We all know that medical errors happen - and most of us have read that electronic medical records will help address that.
But electronic record-keeping doesn't remove the human factor. A study published in the Archives of Internal Medicine has found that electronically alerting doctors of suspicious test results doesn't mean doctors will: a) open the electronically delivered alert; or b) act on it if they do.
The study, by Dr. Hardeep Singh of the Veterans Affairs Medical Center in Houston and co-workers, was conducted in a Veterans Affairs outpatient facility from November 2007 to June 2008. The VA has a fairly sophisticated electronic medical records system.
Under the system, when an imaging exam is abnormal and needs follow-up, an "alert" window comes up on the doctor's computer screen. It stays there for two weeks.
During the study, there were 123,638 images made. They prompted 1,196 alerts indicating something was potentially abnormal.
Of the alerts, 217 (18.1 percent) were unopened after two weeks. And of the 1,196 alerts, 92 (7.7 percent) did not receive timely follow-up, such as a call to a patient or additional tests.
But in cases when a radiologist talked to a physician about a test, follow-up was more likely.
(This may have been partly because of those results being more serious than other abnormal tests, the authors said.)
The study does not compare this electronic system with paperwork and word of mouth: There aren't good comparative data, the authors note. But the study does make suggestions:
1) Something must be done about the information overload doctors experience. If you're peppered with alerts from all sides, you're more likely to ignore or miss some.

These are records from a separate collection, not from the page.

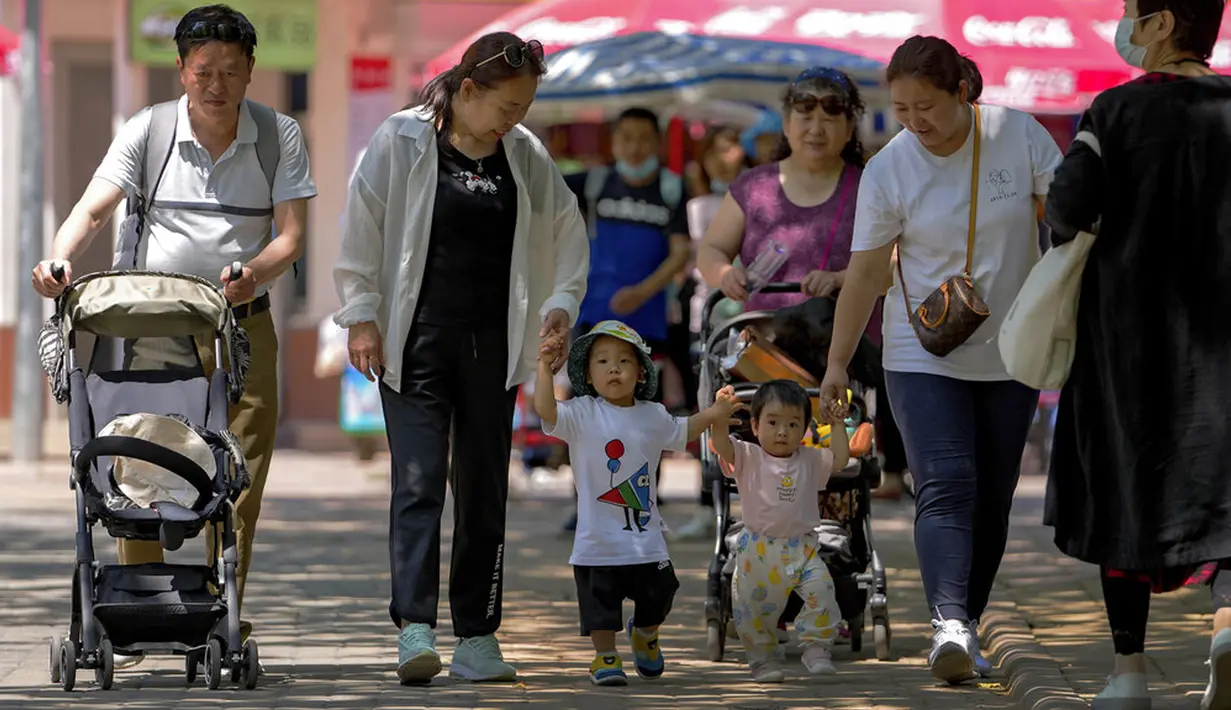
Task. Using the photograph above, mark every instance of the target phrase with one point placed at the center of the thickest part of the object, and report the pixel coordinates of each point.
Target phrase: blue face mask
(638, 172)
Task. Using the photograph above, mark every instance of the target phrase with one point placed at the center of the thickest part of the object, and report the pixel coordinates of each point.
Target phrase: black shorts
(601, 593)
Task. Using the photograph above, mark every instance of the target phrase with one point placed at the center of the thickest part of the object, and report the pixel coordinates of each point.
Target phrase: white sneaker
(1218, 692)
(1123, 692)
(982, 666)
(701, 527)
(950, 658)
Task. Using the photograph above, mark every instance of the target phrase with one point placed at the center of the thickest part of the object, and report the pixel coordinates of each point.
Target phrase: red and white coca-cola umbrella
(1040, 55)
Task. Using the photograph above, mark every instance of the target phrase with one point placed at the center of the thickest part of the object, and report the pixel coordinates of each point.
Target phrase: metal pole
(27, 383)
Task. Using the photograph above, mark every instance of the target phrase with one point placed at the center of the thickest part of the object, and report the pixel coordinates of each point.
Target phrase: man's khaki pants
(255, 422)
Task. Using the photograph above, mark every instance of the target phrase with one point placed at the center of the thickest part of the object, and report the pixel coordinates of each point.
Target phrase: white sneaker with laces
(479, 660)
(982, 666)
(1123, 692)
(950, 658)
(701, 527)
(1218, 692)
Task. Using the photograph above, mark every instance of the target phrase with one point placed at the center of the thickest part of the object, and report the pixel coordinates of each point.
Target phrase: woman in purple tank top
(805, 202)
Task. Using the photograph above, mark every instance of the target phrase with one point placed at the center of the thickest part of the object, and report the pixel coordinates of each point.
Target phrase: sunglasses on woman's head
(806, 103)
(517, 54)
(207, 30)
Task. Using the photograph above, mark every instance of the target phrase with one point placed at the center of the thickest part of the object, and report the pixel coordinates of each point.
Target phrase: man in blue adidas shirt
(638, 230)
(638, 234)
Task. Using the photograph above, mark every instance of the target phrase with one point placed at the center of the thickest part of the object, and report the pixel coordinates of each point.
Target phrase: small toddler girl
(777, 551)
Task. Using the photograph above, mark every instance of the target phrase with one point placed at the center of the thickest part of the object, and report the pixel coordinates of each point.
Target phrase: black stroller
(846, 545)
(152, 459)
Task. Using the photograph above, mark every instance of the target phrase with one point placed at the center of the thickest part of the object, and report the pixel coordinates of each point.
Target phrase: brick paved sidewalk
(318, 597)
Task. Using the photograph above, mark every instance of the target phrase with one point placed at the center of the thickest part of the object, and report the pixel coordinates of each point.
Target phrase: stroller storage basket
(156, 603)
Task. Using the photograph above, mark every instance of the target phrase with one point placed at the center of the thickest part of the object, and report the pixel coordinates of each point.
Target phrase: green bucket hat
(579, 359)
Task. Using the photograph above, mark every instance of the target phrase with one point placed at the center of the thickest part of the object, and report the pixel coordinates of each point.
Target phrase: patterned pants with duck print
(767, 571)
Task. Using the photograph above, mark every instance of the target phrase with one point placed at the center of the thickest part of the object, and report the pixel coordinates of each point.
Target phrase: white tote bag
(1039, 334)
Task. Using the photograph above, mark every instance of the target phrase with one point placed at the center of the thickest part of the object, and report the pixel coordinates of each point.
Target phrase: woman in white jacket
(463, 246)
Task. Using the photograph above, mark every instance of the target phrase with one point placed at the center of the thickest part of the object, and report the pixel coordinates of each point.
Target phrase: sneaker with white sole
(817, 660)
(1218, 692)
(1123, 692)
(950, 658)
(479, 660)
(982, 666)
(417, 660)
(126, 661)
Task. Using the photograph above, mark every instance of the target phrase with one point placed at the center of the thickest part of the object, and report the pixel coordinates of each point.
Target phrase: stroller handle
(717, 295)
(145, 450)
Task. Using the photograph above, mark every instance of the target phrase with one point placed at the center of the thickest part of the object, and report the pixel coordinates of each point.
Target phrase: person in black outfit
(463, 249)
(1139, 478)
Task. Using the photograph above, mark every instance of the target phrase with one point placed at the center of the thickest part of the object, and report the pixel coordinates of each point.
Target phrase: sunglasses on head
(207, 30)
(517, 54)
(830, 103)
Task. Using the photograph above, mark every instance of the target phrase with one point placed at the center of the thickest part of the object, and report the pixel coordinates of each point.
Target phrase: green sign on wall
(286, 31)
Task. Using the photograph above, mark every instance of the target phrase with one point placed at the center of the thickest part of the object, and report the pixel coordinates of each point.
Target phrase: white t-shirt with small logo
(923, 202)
(614, 454)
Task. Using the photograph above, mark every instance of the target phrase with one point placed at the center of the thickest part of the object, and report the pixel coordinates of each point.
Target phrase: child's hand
(726, 404)
(552, 347)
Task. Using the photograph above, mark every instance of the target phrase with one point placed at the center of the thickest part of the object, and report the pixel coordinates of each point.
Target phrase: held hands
(724, 407)
(821, 283)
(835, 405)
(239, 289)
(366, 350)
(552, 350)
(46, 282)
(628, 299)
(557, 321)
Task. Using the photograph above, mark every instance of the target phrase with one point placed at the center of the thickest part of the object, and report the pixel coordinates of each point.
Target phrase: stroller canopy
(144, 304)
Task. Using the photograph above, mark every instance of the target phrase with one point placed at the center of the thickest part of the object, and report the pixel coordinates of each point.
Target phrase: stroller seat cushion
(144, 482)
(174, 512)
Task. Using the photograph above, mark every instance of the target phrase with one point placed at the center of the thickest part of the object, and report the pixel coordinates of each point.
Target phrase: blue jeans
(964, 442)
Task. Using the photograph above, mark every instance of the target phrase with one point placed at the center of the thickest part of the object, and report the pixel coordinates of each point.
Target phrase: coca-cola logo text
(841, 25)
(1051, 32)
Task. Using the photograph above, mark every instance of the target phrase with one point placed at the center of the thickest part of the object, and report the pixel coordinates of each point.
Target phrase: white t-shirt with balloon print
(614, 453)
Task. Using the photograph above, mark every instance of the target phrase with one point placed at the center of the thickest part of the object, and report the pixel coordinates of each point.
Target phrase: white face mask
(1131, 53)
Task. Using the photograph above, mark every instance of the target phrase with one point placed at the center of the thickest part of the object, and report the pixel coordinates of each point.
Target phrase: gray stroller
(152, 459)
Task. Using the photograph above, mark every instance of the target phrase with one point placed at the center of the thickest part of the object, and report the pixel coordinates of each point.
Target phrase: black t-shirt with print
(470, 250)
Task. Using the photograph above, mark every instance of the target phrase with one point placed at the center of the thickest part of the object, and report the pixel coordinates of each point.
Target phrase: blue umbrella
(596, 80)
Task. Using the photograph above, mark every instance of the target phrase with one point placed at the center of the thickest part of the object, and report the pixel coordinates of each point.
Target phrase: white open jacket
(388, 224)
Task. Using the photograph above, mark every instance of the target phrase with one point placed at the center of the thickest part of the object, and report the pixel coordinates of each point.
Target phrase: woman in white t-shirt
(963, 418)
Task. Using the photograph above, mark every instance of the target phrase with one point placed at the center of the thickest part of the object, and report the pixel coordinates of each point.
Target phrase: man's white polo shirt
(203, 240)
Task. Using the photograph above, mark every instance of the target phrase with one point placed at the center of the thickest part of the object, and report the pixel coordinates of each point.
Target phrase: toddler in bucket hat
(580, 375)
(616, 439)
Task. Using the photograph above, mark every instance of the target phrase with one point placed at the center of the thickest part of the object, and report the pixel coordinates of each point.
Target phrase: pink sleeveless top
(819, 238)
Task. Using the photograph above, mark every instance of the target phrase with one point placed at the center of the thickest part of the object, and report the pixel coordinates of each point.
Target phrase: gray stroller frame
(158, 608)
(859, 578)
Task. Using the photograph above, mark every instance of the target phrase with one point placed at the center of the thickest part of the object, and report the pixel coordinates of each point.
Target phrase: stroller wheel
(68, 665)
(106, 671)
(883, 635)
(251, 665)
(53, 658)
(213, 663)
(715, 640)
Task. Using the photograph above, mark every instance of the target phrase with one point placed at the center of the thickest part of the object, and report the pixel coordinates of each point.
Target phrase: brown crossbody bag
(954, 310)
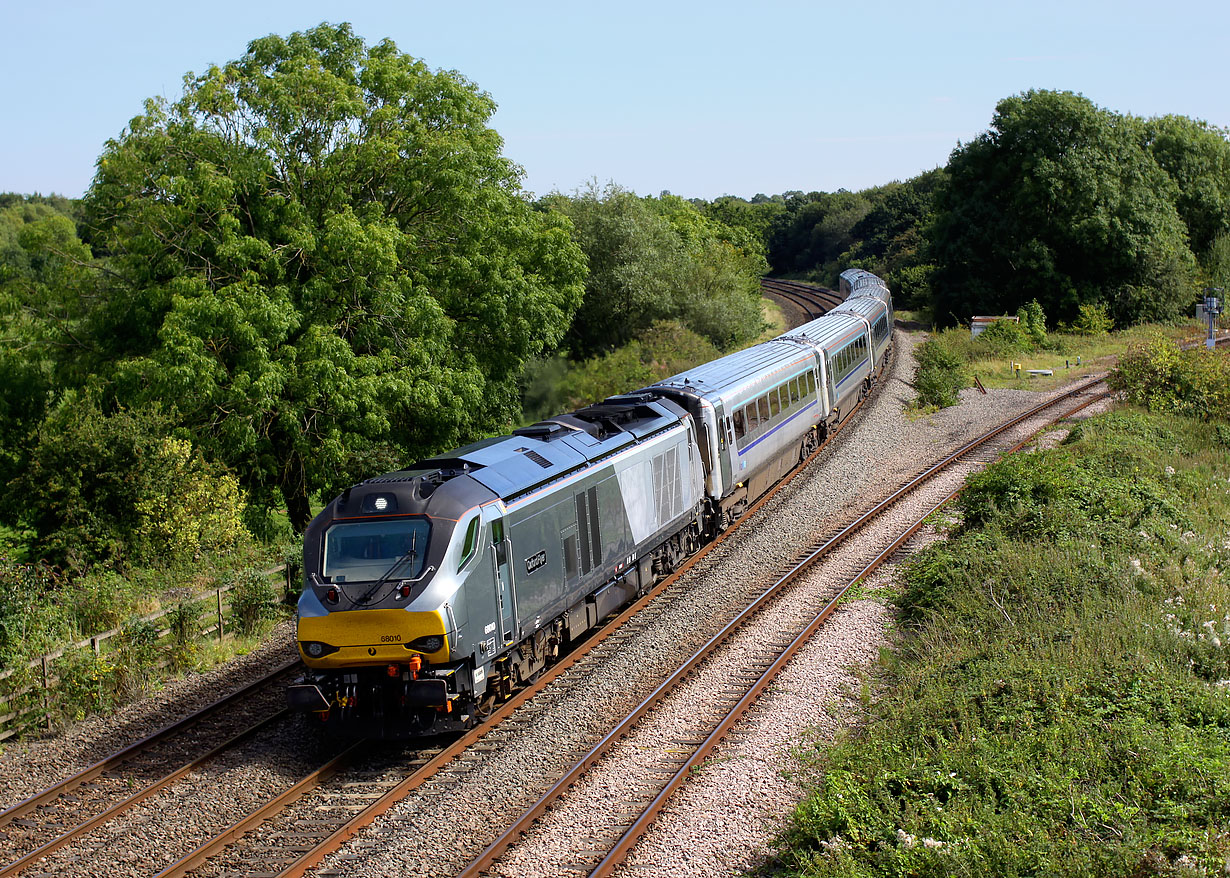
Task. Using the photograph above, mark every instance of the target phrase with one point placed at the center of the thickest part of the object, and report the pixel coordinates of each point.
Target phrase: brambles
(1059, 705)
(941, 374)
(1162, 378)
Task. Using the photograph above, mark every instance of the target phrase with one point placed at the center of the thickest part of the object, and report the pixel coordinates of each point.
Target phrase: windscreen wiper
(408, 555)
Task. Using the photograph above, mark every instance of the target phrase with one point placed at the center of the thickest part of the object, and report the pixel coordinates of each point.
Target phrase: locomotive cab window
(365, 551)
(470, 545)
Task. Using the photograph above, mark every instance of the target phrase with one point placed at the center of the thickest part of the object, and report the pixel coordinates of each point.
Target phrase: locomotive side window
(471, 544)
(570, 553)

2) If more than one doctor is notified, there must be a clear understanding who is the responsible party for taking the next step.
3) Alerts that haven't been opened should remain on doctors' screens for longer, the study says, "perhaps even indefinitely, and should require the health care provider's signature and statement of action before they are allowed to drop off from the screen."
4) The technology should do more than track whether doctors have opened alerts. They should track whether follow-up action was taken.